La Grammaire non sexiste vise à : retracer l’historique de la féminisation de la langue et des résistances qu’on y a opposées ; mettre à disposition des utilisateur·rice·s une grammaire non sexiste en proposant des stratégies de féminisation ; donner l’opportunité aux lecteur·rice·s de s’entraîner à la féminisation par des exercices pratiques. Divisé en cinq parties, l’ouvrage est introduit par un préambule, suivi d’une grammaire non sexiste, elle-même divisée en cinq classes de mots : le nom, l’adjectif, le déterminant, le pronom et le verbe. Des exercices sont enfin suivis d’un corrigé et d’une annexe.
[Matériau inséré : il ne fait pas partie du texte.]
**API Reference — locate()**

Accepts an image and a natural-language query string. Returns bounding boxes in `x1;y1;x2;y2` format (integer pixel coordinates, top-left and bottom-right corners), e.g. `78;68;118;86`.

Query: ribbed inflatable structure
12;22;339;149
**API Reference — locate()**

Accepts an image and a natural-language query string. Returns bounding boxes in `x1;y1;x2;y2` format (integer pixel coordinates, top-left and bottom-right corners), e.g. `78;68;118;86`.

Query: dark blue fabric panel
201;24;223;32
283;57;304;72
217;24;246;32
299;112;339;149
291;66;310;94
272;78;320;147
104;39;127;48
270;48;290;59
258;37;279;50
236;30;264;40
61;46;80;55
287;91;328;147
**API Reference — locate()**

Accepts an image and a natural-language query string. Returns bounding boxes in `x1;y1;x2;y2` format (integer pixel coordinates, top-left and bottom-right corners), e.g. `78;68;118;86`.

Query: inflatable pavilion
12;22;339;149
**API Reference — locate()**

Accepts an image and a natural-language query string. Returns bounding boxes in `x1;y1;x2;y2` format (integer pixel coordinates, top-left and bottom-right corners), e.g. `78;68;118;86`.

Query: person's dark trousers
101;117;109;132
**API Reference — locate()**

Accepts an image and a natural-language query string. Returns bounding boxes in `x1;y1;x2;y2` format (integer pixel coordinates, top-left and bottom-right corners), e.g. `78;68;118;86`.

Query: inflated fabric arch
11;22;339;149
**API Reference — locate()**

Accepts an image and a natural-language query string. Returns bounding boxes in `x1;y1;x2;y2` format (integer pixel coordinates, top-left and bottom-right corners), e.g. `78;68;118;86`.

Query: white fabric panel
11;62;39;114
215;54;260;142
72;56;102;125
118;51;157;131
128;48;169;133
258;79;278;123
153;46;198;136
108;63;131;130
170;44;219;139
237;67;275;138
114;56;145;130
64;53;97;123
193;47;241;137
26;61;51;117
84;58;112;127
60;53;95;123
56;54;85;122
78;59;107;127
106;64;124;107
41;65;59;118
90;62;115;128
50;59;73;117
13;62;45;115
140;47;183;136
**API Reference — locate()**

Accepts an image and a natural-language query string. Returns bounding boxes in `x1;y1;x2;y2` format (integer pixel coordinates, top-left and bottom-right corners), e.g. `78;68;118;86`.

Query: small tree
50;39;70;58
Respectivement avocat et autrice, Michaël Lessard et Suzanne Lacour n’en sont pas à leur premier essai en ce qui a trait à la féminisation de la langue, ayant codirigé ensemble le Dictionnaire critique du sexisme linguistique, paru en 2017 aux éditions Somme Toute. Les deux auteurs adoptent une perspective interdisciplinaire qui allie leurs connaissances et leur pratique en droit à une approche féministe : Lessard a travaillé notamment sur le traitement des victimes d’agressions sexuelles et les recherches de Zaccour ont porté entre autres sur la culture du viol et la critique féministe du droit.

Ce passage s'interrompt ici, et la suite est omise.